The document, drafted by a team headed by former Constitutional negotiator Roelf Meyer, adds that a vibrant, focused defence industry is “a major asset to the country, strengthening defence and security capability, supporting foreign policy initiatives, and supporting the national development agenda.” It updates and – once approved by Parliament – will replace the Defence White Paper of 1996, the Defence Review of 1998 and the 1999 White Paper on the South African Defence Related Industries. As such, the final portion, Chapter 13, addresses the government's current view on he defence industry.
The review postulates that a defence industrial sector needs to be developed that will meet the critical needs of the Defence Force; adds substance to South Africa’s deterrent posture; adds substance to South Africa’s standing as a country; and provide the ability to employ defence equipment sales as a tool of foreign policy.
In addition government expects industry will also bring valuable technological spin-offs for the wider economy and industry; play a crucial role in developing the country’s intellectual and skills capital; make a major contribution to GDP growth; generate foreign currency earnings from export sales and the support of exported equipment and systems; and, reduce foreign currency spending for defence equipment.

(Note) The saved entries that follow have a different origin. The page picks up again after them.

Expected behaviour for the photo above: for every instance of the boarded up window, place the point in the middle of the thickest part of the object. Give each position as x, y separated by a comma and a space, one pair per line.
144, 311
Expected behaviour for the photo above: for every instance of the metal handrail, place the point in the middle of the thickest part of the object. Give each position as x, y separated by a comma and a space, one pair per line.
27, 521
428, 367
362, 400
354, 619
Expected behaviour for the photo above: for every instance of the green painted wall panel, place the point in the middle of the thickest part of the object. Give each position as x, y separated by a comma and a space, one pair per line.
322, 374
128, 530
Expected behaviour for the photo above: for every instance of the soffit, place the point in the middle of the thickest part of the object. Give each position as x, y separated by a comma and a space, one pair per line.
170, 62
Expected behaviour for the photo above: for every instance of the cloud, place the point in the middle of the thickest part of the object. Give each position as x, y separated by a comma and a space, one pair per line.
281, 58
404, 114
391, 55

“The intention of government is to maintain and further develop South Africa’s defence industry as a key national asset, and all national departments will be required to invest in the process and will utilise the industry’s capabilities,” the review reads. “This will give South Africa a defence and security industrial base that will provide: strategic independence; 'Sovereign' capability in selected areas; optimised equipment and systems; economic benefit derived from necessary defence expenditure; and increased access for Black businesses and Military Veterans to a technology-intensive industry.” (The terms are fully explained in the review.)
The writers emphasised the intention is not to recreate “the exceptional breadth and depth of capabilities that was a feature of the defence industry during the period of the arms embargo”, as that is not essential to South Africa’s national security; would be neither cost-effective nor practicable at a time when defence companies worldwide are having to ‘globalise’ to survive; and would tend to remove the industry from relevant global supply chains, making it increasingly difficult to win substantial export orders.
“The intention is to focus on those areas and sectors of defence technology and manufacturing that offer real potential... It is also the intention to ensure that the flow of national contracts for defence and security research, development, manufacturing and support is such that the Defence Force brings equipment and systems into service at a steady rate to ensure an efficient commissioning process and to avoid block obsolescence; and the domestic defence and security industry has a viable base load of work to sustain research, design, development, industrialisation and manufacturing capabilities and capacities; renew itself in terms of human capital and capital equipment and serve as a base for export ventures.
“It is, further, the intention that the Defence Force, like all other government entities, will contribute toward addressing national strategic concerns, especially developmental drivers such as education, health and economic development. The defence industry’s range of products and services will, therefore, also reflect the collateral utility of the Defence Force to the country.”